Python中文本数据预处理的方法与技巧

发布时间：2023-12-24 03:31:54

文本数据预处理是自然语言处理中非常重要的一步，它的目的是将原始的文本数据转换成适合机器学习算法和模型的形式。Python提供了丰富的库和工具来进行文本数据预处理，下面将介绍一些常用的方法和技巧，并给出使用例子。

1. 分词（Tokenization）：将一段文本分割成一个个单独的词语或标记。nltk和jieba是常用的分词库。

import nltk
from nltk.tokenize import word_tokenize

text = "Natural language processing (NLP) is a subfield of artificial intelligence."

tokens = word_tokenize(text)
print(tokens)

输出：

['Natural', 'language', 'processing', '(', 'NLP', ')', 'is', 'a', 'subfield', 'of', 'artificial', 'intelligence', '.']

2. 去除停用词（Stop words removal）：去除对文本内容没有贡献的常见词汇，例如and、the、is等。nltk的停用词列表可以用来去除停用词。

from nltk.corpus import stopwords

stop_words = set(stopwords.words('english'))

filtered_tokens = [token for token in tokens if token.lower() not in stop_words]
print(filtered_tokens)

输出：

['Natural', 'language', 'processing', '(', 'NLP', ')', 'subfield', 'artificial', 'intelligence', '.']

3. 词干提取（Stemming）：将词汇变成它们的词干形式，去除词缀。nltk的Porter词干提取器可以用来进行词干提取。

from nltk.stem import PorterStemmer

ps = PorterStemmer()

stemmed_tokens = [ps.stem(token) for token in filtered_tokens]
print(stemmed_tokens)

输出：

['natur', 'languag', 'process', '(', 'nlp', ')', 'subfield', 'artifici', 'intellig', '.']

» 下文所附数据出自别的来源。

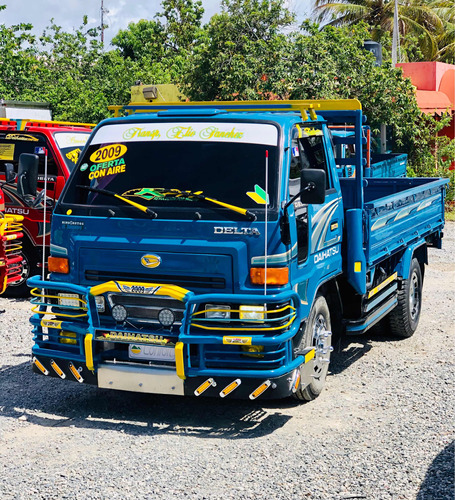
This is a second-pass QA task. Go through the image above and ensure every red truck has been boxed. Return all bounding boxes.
[0,119,94,297]
[0,165,23,294]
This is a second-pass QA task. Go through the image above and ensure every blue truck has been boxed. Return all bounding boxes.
[26,100,446,401]
[329,123,408,177]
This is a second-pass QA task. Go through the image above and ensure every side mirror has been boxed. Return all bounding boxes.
[17,153,39,203]
[5,163,16,184]
[300,169,326,205]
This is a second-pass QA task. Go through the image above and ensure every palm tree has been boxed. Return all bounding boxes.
[314,0,451,60]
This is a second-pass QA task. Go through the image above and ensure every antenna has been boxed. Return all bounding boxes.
[264,149,269,296]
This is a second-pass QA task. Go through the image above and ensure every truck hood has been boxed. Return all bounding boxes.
[51,216,264,293]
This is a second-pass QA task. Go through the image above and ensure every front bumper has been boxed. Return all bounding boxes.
[29,276,314,399]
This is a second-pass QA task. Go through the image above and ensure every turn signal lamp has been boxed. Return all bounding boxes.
[250,267,289,285]
[47,257,70,274]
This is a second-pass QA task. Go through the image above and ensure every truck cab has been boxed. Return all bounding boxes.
[29,100,444,401]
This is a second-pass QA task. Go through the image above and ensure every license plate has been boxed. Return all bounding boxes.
[128,344,175,362]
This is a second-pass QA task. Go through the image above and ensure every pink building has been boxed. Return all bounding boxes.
[397,62,455,139]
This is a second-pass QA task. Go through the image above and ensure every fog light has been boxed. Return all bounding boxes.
[58,293,81,307]
[240,345,264,358]
[205,304,231,319]
[112,304,128,323]
[95,295,106,312]
[239,305,265,322]
[158,309,175,326]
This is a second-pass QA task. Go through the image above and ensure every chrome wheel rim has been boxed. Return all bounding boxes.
[409,271,421,321]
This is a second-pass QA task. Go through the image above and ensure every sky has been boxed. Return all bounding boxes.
[0,0,312,47]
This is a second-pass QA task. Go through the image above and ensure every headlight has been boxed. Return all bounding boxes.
[205,304,231,319]
[158,309,175,326]
[239,305,266,321]
[95,295,106,312]
[112,304,128,323]
[58,293,82,307]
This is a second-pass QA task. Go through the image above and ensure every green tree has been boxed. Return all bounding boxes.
[183,0,293,100]
[314,0,444,60]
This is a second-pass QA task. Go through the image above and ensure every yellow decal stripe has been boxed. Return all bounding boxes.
[305,349,315,363]
[90,281,189,301]
[84,333,95,372]
[368,273,398,299]
[41,318,62,329]
[223,337,253,345]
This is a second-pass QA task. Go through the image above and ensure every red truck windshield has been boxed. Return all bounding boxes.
[62,122,278,217]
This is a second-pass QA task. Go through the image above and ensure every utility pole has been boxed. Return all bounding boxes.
[101,0,109,44]
[392,0,401,68]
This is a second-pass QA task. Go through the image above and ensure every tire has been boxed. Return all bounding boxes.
[293,295,333,401]
[4,242,39,298]
[387,258,423,339]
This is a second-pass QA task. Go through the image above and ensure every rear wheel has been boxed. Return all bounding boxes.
[387,258,423,338]
[294,295,333,401]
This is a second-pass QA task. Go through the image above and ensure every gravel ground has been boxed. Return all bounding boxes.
[0,223,455,500]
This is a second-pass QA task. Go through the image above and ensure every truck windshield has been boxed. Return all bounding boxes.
[54,132,90,172]
[61,122,279,218]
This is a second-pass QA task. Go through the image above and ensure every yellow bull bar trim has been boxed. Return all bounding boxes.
[175,342,186,380]
[90,281,189,302]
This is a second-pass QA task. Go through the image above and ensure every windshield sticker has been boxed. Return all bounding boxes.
[5,134,39,142]
[54,132,90,149]
[65,148,82,163]
[91,122,278,146]
[123,127,160,141]
[90,144,128,163]
[246,184,269,205]
[86,158,126,180]
[0,144,15,160]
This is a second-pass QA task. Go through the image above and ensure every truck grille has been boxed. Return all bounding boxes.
[85,270,226,290]
[107,293,185,326]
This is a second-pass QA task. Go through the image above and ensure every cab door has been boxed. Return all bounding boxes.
[289,123,343,306]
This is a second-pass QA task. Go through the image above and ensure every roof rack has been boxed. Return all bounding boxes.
[0,118,96,130]
[109,99,362,121]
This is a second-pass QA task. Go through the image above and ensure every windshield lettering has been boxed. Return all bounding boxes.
[123,127,161,141]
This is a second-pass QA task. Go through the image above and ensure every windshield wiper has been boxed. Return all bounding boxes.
[123,188,257,221]
[76,185,158,219]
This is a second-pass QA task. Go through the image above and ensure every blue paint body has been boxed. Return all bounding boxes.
[29,106,446,400]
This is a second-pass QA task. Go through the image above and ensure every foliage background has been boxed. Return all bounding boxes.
[0,0,455,193]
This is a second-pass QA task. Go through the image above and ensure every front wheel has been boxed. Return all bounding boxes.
[387,258,423,338]
[293,295,333,401]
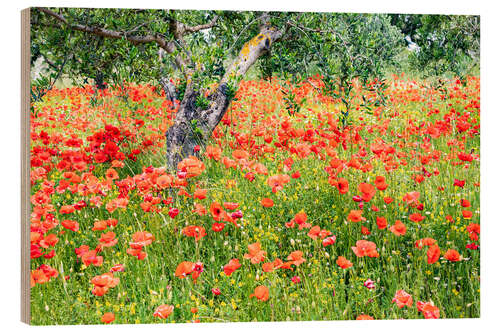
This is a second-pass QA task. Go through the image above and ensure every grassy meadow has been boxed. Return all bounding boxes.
[31,75,480,325]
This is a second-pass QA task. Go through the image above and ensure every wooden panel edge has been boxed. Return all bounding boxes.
[21,8,31,325]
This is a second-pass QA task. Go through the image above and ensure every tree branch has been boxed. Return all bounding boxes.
[181,15,219,33]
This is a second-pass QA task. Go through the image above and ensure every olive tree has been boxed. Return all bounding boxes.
[31,8,402,168]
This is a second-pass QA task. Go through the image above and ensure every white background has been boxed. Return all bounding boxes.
[0,0,500,333]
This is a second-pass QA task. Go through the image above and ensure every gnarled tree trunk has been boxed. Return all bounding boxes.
[166,25,282,169]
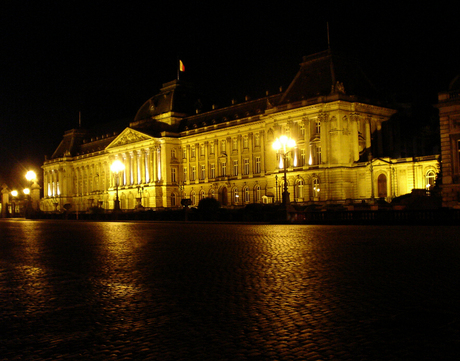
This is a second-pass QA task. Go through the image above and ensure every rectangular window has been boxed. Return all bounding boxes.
[220,163,227,177]
[254,133,260,147]
[190,166,196,181]
[243,158,249,175]
[254,157,260,174]
[316,147,321,164]
[233,160,238,176]
[209,163,216,179]
[201,164,206,179]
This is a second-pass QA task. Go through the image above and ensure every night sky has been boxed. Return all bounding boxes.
[0,0,460,188]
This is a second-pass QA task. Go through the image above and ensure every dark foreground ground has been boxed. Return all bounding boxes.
[0,220,460,360]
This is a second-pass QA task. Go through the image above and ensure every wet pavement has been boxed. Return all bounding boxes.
[0,220,460,360]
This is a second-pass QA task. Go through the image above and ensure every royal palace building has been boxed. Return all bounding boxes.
[438,76,460,208]
[41,50,438,212]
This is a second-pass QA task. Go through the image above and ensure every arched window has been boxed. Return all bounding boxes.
[425,169,436,191]
[254,184,260,203]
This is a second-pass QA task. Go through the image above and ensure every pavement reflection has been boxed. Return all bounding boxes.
[0,220,460,360]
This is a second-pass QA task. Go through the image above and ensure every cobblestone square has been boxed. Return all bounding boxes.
[0,220,460,360]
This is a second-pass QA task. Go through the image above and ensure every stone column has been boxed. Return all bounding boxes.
[2,183,10,218]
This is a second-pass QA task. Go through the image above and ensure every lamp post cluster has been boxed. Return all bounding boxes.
[272,135,296,206]
[0,171,40,217]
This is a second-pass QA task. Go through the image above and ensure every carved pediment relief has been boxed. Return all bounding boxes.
[107,128,152,148]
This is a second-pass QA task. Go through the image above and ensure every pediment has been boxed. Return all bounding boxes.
[107,128,154,149]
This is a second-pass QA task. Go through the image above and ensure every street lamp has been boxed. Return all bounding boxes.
[11,191,18,218]
[110,159,125,212]
[26,170,37,182]
[272,135,296,206]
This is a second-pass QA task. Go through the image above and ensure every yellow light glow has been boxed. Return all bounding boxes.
[110,159,125,173]
[26,170,37,182]
[272,135,296,152]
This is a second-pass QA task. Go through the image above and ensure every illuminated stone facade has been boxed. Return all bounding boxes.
[438,77,460,208]
[42,51,437,211]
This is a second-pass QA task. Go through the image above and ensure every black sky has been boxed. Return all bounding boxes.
[0,0,460,187]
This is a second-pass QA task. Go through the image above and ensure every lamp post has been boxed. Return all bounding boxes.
[272,135,296,206]
[11,191,18,218]
[110,159,125,212]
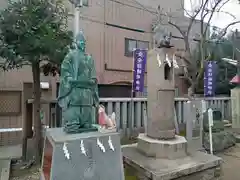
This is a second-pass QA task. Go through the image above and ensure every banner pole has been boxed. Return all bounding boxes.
[129,49,136,138]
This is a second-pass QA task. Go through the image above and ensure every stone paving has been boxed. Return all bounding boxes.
[0,143,240,180]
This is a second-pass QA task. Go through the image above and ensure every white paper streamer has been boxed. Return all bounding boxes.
[173,54,179,69]
[157,54,162,67]
[80,140,87,156]
[108,136,115,151]
[63,143,70,159]
[166,54,172,67]
[97,139,106,153]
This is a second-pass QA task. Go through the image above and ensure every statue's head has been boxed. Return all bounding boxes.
[76,32,86,52]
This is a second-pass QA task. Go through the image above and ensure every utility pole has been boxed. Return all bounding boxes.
[69,0,83,37]
[74,0,83,37]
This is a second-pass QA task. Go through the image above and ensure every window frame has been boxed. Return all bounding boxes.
[124,38,149,57]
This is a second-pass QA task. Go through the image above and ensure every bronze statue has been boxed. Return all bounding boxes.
[58,32,99,133]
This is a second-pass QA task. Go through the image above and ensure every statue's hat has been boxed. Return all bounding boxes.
[76,31,86,41]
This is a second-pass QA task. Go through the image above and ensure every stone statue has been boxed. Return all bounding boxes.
[58,32,99,133]
[153,25,173,48]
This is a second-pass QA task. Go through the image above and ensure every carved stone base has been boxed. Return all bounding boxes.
[122,144,222,180]
[137,134,187,159]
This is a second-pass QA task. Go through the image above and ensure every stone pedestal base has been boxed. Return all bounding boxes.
[41,128,124,180]
[122,144,222,180]
[137,134,187,159]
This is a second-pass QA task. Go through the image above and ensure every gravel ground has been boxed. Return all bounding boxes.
[10,144,240,180]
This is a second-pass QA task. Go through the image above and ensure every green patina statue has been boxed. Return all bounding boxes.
[58,33,99,133]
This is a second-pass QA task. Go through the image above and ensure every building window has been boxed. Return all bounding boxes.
[125,38,149,57]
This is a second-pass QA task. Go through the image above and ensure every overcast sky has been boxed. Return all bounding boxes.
[184,0,240,29]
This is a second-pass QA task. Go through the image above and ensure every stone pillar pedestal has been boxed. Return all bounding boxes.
[231,87,240,133]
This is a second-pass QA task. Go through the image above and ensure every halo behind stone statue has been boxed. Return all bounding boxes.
[153,25,174,48]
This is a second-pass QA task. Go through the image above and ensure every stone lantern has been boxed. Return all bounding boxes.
[122,46,221,180]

4. 词性标注（Part-of-speech tagging）：为文本中的每个词汇标注其词性，例如名词、动词、形容词等。nltk的词性标注器可以用来进行词性标注。

from nltk import pos_tag

pos_tags = pos_tag(tokens)
print(pos_tags)

输出：

[('Natural', 'JJ'), ('language', 'NN'), ('processing', 'NN'), ('(', '('), ('NLP', 'NNP'), (')', ')'), ('is', 'VBZ'), ('a', 'DT'), ('subfield', 'NN'), ('of', 'IN'), ('artificial', 'JJ'), ('intelligence', 'NN'), ('.', '.')]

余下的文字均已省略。